The Secret to Multiplying Hard Drive Capacity is Salt, Not Pepper
October 17th, 2011
We all love salt on our food, even though too much is not good for you. Salt makes everything better. Even hard drives apparently. And that’s good news given all of the things we are storing on our devices.
Scientists in Singapore are looking at a way to increase hard drive capacity by using salt. Plain old table salt in fact. Right now your hard drive works by spinning magnetic platters covered in random nanoscopic grains, which come in disorganized clumps of tens to form one bit of data. The latest drives hold up to 500 gigabits of data in every square inch. That’s not bad, but there may be a better way.
This latest idea gets rid of those random clumps and decides to instead make larger grains (ten nanometers, up from seven to eight nanometers), in regular patterns, which each store one bit. A spokesperson from Singapore’s Institute of Materials Research and Engineering likens it to packing your clothes in a suitcase. The neater you pack it all in, the more it can carry.

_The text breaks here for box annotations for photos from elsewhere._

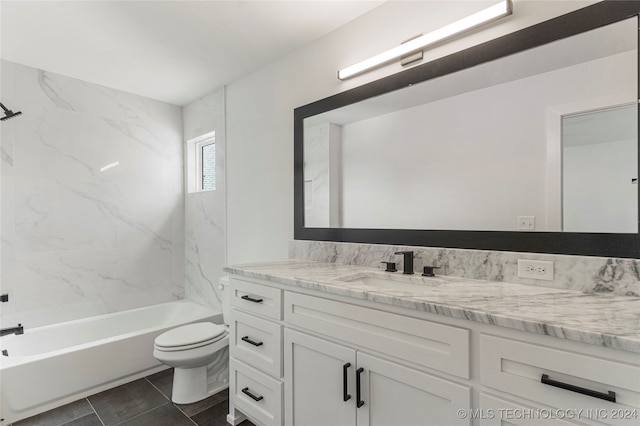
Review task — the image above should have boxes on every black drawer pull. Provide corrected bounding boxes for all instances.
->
[342,362,351,401]
[242,388,264,401]
[356,367,364,408]
[242,336,262,346]
[540,374,616,402]
[241,294,262,303]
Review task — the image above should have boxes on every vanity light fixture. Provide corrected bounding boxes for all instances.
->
[338,0,512,80]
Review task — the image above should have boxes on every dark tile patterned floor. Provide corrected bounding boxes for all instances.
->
[13,369,253,426]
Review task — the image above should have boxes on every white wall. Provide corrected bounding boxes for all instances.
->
[0,60,184,328]
[226,0,594,264]
[183,88,226,309]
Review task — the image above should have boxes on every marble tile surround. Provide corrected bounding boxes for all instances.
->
[289,240,640,297]
[183,89,226,309]
[0,60,184,327]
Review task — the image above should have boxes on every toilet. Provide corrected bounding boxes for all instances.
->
[153,278,229,404]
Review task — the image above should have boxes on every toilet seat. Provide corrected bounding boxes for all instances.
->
[154,322,227,352]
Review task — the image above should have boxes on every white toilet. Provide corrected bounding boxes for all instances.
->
[153,278,229,404]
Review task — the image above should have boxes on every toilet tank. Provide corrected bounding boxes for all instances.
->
[220,277,231,324]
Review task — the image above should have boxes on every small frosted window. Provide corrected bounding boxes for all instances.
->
[200,143,216,191]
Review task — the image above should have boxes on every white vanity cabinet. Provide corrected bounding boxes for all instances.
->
[227,276,283,426]
[284,329,471,426]
[284,292,471,426]
[228,275,640,426]
[478,333,640,425]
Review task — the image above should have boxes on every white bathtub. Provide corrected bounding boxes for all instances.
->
[0,301,222,425]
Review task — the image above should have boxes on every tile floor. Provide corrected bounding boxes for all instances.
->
[13,369,253,426]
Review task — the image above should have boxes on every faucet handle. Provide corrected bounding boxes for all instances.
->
[380,262,397,272]
[422,266,440,277]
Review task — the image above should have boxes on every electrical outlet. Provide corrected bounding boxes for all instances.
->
[518,259,553,281]
[518,216,536,231]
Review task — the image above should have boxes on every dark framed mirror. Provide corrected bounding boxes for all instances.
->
[294,0,640,258]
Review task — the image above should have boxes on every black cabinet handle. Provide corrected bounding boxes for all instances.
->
[241,294,262,303]
[356,367,364,408]
[342,362,351,401]
[242,388,264,401]
[540,374,616,402]
[242,336,262,346]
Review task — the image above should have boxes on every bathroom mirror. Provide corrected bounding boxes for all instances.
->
[294,1,640,258]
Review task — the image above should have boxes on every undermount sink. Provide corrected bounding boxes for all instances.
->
[336,272,445,293]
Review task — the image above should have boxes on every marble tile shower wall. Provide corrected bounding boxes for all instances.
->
[0,60,184,327]
[289,240,640,297]
[183,89,226,309]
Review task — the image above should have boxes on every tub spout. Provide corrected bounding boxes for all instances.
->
[0,324,24,336]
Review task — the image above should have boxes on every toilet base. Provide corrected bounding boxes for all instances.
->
[171,365,229,404]
[171,365,209,404]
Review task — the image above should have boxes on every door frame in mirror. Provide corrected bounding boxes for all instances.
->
[294,0,640,258]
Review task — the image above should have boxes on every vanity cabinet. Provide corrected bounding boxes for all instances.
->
[228,275,640,426]
[227,277,284,426]
[284,329,471,426]
[284,291,471,426]
[478,333,640,425]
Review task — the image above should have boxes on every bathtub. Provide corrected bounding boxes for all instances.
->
[0,300,222,426]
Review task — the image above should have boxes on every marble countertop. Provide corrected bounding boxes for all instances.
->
[224,260,640,353]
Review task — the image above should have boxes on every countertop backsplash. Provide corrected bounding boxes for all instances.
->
[289,240,640,297]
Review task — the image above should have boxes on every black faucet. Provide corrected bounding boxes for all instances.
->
[0,324,24,336]
[395,251,413,275]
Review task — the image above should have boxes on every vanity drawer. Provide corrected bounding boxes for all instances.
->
[480,334,640,425]
[476,392,585,426]
[229,278,282,320]
[229,358,282,426]
[229,309,282,377]
[284,291,469,379]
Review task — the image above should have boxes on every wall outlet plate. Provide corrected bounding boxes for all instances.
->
[518,259,553,281]
[518,216,536,231]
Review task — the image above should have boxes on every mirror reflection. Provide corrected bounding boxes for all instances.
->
[303,18,638,233]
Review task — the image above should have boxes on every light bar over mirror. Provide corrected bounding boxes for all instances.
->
[294,0,640,258]
[338,0,513,80]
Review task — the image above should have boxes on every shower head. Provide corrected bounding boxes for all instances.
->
[0,102,22,121]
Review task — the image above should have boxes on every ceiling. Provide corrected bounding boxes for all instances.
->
[0,0,384,105]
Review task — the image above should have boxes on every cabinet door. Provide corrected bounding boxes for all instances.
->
[357,352,471,426]
[284,329,356,426]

They use an e-beam lithography process that produces fine nano-scale structures for the discs and when sodium chloride is added to the developer solution, they found that they could create nanostructures with a higher resolution: down to 4.5 nanometers half pitch, without overly expensive equipment. In the end, this salty process could allow for anywhere from 1.9TB to 3.3TB per square-inch, a substantial increase from today’s capacities.